Au sein de la société civile, de l’Eglise Catholique aux organisations de défense des droits de l’homme, tout le monde s’émeut du sort réservé à Salomon Kalonda. Détenir plus longtemps le jeune leader du Maniema au cachot et interdire tout accès à ses avocats deviennent de plus en plus lourd à porter pour Peter Kazadi et Christian Ndaywel. Après François Beya, Jean-Marc Kabund et Fortunat Biselele, le dossier de Salomon Kalonda devient pour Félix Tshisekedi une charge bien encombrante. D’autant qu’au Katanga où Moïse Katumbi reçoit le soutien de ses fidèles et au Maniema, la province de Salomon Kalonda, la colère gronde. Tout comme au Kwilu et dans les Kivu, où les opposants au régime ont des bases solides.
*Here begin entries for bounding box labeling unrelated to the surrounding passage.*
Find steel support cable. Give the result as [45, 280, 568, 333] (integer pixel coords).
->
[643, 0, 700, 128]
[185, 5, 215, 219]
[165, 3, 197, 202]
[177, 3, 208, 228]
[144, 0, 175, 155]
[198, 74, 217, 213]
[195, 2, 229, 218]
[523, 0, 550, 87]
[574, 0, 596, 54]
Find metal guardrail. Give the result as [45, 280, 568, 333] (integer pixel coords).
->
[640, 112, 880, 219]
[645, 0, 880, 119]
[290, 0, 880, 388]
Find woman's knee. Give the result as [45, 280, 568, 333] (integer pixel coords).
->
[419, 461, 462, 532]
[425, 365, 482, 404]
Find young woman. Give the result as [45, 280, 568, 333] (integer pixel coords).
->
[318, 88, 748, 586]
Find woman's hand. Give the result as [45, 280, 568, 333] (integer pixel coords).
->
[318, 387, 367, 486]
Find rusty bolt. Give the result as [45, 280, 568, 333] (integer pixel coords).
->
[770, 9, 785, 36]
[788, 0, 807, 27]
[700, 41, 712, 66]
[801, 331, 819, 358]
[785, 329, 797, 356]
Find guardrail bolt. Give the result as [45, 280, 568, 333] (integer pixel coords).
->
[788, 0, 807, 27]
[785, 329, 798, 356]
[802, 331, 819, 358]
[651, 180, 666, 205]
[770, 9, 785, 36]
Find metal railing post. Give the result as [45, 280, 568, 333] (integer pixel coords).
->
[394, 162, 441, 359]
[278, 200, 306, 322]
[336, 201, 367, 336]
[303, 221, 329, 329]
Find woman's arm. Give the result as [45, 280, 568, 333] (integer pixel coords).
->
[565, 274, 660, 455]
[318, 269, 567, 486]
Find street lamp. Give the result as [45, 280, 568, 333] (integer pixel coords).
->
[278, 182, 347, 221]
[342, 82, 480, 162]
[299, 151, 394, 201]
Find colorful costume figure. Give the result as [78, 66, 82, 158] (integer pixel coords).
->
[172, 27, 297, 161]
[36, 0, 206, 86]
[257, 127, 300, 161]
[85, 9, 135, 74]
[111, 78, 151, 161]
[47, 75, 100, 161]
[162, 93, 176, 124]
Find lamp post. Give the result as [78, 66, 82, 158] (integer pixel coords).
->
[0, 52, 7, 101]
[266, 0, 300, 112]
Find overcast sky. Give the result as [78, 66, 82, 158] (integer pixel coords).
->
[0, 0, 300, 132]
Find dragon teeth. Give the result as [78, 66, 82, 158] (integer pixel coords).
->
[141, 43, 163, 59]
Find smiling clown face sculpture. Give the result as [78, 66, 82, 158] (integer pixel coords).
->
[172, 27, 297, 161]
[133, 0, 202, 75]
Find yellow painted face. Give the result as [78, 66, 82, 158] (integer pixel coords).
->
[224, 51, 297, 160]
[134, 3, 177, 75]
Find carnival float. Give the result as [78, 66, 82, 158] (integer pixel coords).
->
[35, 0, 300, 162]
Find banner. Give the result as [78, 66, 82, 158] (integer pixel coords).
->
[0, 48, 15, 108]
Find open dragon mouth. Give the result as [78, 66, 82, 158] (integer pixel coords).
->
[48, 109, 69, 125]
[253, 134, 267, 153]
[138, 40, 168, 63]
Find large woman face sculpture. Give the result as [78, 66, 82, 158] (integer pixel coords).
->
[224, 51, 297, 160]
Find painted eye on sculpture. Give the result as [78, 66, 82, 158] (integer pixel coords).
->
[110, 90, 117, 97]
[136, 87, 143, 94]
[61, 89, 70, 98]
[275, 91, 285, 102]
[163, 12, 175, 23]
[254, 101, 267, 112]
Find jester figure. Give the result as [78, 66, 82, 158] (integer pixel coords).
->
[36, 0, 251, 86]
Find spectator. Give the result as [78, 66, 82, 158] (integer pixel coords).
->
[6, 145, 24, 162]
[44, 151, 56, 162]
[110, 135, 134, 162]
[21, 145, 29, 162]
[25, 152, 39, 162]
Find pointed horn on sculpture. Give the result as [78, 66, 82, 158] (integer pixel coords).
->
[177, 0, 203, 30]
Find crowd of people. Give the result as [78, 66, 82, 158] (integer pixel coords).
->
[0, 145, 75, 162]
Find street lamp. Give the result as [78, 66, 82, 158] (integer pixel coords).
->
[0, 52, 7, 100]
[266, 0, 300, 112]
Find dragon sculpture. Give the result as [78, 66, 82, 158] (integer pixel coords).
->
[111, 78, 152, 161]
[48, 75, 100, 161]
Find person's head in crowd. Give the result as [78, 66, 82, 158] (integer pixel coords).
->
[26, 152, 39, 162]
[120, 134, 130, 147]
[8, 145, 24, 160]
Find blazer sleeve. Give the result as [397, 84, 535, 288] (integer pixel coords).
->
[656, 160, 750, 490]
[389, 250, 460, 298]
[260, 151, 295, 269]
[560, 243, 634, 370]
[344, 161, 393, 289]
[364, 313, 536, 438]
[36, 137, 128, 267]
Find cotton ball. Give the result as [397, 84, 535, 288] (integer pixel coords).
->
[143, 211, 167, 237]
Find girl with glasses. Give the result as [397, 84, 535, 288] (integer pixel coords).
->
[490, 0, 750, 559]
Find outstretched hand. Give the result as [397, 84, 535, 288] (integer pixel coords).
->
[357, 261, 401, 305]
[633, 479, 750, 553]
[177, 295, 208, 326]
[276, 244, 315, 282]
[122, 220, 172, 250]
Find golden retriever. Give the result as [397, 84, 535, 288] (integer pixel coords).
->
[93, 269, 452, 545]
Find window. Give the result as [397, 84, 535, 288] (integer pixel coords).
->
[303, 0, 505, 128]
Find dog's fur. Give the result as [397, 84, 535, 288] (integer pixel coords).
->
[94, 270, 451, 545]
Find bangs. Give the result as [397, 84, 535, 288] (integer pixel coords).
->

Les diplomates occidentaux suivent de près l’évolution du dossier. Pour l’un d’entre eux, « l’arrestation brutale, la détention illégale et la volonté manifeste de monter un faux procès à Salomon Kalonda dans le but d’impliquer Moïse Katumbi dans une tentative de coup d’Etat ou de renversement du pouvoir en complicité avec le Rwanda, relève des bévues auxquelles plusieurs proches du Président nous ont habitué ».
Les jours qui viennent diront comment Félix Tshisekedi arrivera à se dépêtrer sans casse de son nouveau prisonnier politique et de cette affaire très mal engagée.